Ketika pasangan memutuskan menikah, apakah dengan serta merta telah terjadi “kepemilikan” antara istri dan suami? Kemudian muncul istilah seperti saling memiliki, sudah menjadi satu, milikku milikmu juga, dan lain-lain.

“Banyak hal yang berubah dalam tatanan hidup seseorang ketika memutuskan untuk menikah. Tidak lagi menjadi single tetapi masuk pada episode berikutnya, masing-masing berperan menjadi istri dan suami. Adanya ikatan pernikahan yang sah tentu membuat mereka saling memiliki. Artinya memiliki tanggung jawab sesuai peran yang diembannya. Memiliki bukan berarti keduanya melebur menjadi satu atau tidak ada lagi sekat dan ruang untuk menjadi diri sendiri. Mereka tetap memiliki ruang pribadi dan memiliki ‘rahasia’ yang kemungkinan tidak perlu dibagi kepada yang lain. Hal ini tentunya harus disertai tanggung jawab di mana kita memiliki rambu-rambu untuk tidak menyalahgunakannya,” ulas Widiawati Bayu SPsi, psikolog dari PT Kasandra Persona Prawacana Jakarta.

Memaknai Privasi

Lalu bagaimana memaknai suatu privasi dalam pernikahan?
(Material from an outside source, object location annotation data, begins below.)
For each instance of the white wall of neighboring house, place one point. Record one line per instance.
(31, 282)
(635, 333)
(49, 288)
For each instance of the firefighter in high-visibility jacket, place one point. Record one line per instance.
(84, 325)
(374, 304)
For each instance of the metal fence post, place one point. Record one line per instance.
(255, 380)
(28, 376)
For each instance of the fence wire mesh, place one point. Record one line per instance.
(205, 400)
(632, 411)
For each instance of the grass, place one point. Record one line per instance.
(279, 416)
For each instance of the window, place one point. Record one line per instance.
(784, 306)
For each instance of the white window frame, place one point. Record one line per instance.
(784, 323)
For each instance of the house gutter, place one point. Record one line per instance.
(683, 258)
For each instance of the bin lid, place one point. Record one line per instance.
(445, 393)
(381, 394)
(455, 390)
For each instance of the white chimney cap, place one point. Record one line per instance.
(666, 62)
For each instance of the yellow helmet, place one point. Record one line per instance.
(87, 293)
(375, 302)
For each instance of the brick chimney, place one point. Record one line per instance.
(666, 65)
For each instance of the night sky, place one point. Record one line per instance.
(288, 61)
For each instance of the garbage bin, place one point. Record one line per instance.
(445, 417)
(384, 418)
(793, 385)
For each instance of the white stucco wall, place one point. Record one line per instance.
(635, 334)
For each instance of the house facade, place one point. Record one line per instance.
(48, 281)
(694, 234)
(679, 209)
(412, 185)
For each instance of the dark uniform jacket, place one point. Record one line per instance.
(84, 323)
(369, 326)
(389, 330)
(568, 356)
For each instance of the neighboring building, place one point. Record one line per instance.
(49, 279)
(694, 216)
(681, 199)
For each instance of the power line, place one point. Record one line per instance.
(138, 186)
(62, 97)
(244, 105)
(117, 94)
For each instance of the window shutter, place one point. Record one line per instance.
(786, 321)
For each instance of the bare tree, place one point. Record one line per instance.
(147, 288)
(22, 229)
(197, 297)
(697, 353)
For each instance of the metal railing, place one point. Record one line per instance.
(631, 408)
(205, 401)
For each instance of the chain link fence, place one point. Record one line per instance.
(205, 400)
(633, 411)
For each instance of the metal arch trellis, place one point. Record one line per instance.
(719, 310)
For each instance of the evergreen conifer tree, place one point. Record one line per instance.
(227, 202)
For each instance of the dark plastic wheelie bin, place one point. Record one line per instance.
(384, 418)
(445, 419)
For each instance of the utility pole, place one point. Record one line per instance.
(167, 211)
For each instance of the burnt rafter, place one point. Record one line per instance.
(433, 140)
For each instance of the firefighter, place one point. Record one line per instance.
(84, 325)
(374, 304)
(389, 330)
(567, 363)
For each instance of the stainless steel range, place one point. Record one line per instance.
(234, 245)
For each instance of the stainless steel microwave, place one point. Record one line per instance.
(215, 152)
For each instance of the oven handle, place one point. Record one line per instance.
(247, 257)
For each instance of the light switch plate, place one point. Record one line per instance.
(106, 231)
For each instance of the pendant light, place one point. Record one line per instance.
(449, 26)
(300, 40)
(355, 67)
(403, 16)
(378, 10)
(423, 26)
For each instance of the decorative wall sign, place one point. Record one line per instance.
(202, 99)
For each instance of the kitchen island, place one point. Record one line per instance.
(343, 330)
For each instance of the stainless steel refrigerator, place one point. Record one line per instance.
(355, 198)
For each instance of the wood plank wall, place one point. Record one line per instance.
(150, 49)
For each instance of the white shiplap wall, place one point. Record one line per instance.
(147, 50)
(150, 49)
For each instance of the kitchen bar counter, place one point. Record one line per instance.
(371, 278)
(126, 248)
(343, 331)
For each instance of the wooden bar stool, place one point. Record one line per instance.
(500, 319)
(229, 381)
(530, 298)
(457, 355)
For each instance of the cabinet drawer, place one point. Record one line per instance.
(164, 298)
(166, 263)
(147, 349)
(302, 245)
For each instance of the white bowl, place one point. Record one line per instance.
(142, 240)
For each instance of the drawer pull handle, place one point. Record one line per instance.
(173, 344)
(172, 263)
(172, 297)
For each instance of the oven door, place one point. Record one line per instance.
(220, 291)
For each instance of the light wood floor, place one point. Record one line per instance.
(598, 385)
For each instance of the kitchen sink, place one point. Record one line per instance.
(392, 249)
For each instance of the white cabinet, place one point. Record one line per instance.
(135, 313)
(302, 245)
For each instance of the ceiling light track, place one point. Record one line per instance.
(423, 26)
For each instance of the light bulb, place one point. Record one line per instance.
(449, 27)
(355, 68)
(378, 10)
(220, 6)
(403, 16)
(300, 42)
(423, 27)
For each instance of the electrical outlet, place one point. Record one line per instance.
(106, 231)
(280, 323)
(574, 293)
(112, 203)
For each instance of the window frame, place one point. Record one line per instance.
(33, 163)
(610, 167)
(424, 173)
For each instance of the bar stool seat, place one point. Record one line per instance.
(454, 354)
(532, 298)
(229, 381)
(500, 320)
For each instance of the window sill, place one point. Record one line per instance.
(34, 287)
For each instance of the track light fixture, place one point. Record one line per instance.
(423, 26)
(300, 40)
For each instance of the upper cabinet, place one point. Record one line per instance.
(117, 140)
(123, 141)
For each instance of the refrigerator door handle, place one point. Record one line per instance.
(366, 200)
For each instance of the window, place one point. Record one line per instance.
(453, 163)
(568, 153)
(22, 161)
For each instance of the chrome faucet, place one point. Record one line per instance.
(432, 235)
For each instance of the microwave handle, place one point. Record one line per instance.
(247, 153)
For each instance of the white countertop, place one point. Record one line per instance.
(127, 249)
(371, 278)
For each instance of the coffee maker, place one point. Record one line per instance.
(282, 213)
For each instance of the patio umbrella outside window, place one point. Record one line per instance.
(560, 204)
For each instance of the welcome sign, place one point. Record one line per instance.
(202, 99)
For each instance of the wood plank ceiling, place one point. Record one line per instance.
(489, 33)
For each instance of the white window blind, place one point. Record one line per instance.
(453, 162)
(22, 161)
Widiawati kembali memaparkan bahwa privasi dalam pernikahan pada dasarnya tergantung pada kenyamanan individu dan tidak merasa terpaksa untuk membuka semuanya.

“Belum tentu juga kita mengetahui siapa dia seutuhnya akan membuat kita nyaman. Ada bagian tertentu dalam kehidupan yang kita tutup saja dan membiarkannya menjadi bagian dari sejarah hidup dan pembelajaran. Coba diskusikan, apakah komitmen bisa dijalankan atau perlu ditata ulang?” urai Widiawati.

Widiawati berpendapat, agar tidak timbul saling curiga lebih baik dibuat sebuah komitmen di mana pasangan saling menghargai untuk tidak membuka ranah pribadi.

“Ranah pribadi ini misalnya tidak membuka HP, laptop, dompet, tas, hingga buku harian. Namun komitmen tersebut juga harus dapat dipertanggungjawabkan dan tidak disalahgunakan. Justru kalau salah satu merasa sudah terganggu dan tidak nyaman bila HP dan lain-lain bisa dibuka, hal ini malah menimbulkan pertanyaan. Jadi yang perlu dipegang adalah kejujuran,” papar psikolog lulusan Universitas Katholik Atma Jaya ini.

Menghadapi si Negative Thinking

Nah, bagaimana cara bijak memberi pengertian pada pasangan agar dapat saling menghargai privasi masing-masing?

“Memberitahukan dan memberi pengertian pada pasangan memang bukan perkara mudah. Alih-alih menyulut pertengkaran karena bisa mengundang salah paham dan kecurigaan. Apalagi bila salah satu adalah tipe pecemburu dan kerap negative thinking Tipe seperti ini justru semakin diberi pengertian akan semakin penasaran, mau tahu ada apa ya di dalam HP, di emailnya, di diary-nya. Untuk menghindari hal yang tidak diinginkan, kita harus menjaga kalimat, cara berkomunikasi dengan teman, utamanya lawan jenis, jangan sampai komunikasi tersebut malah mengundang interpretasi berbeda,” sarannya.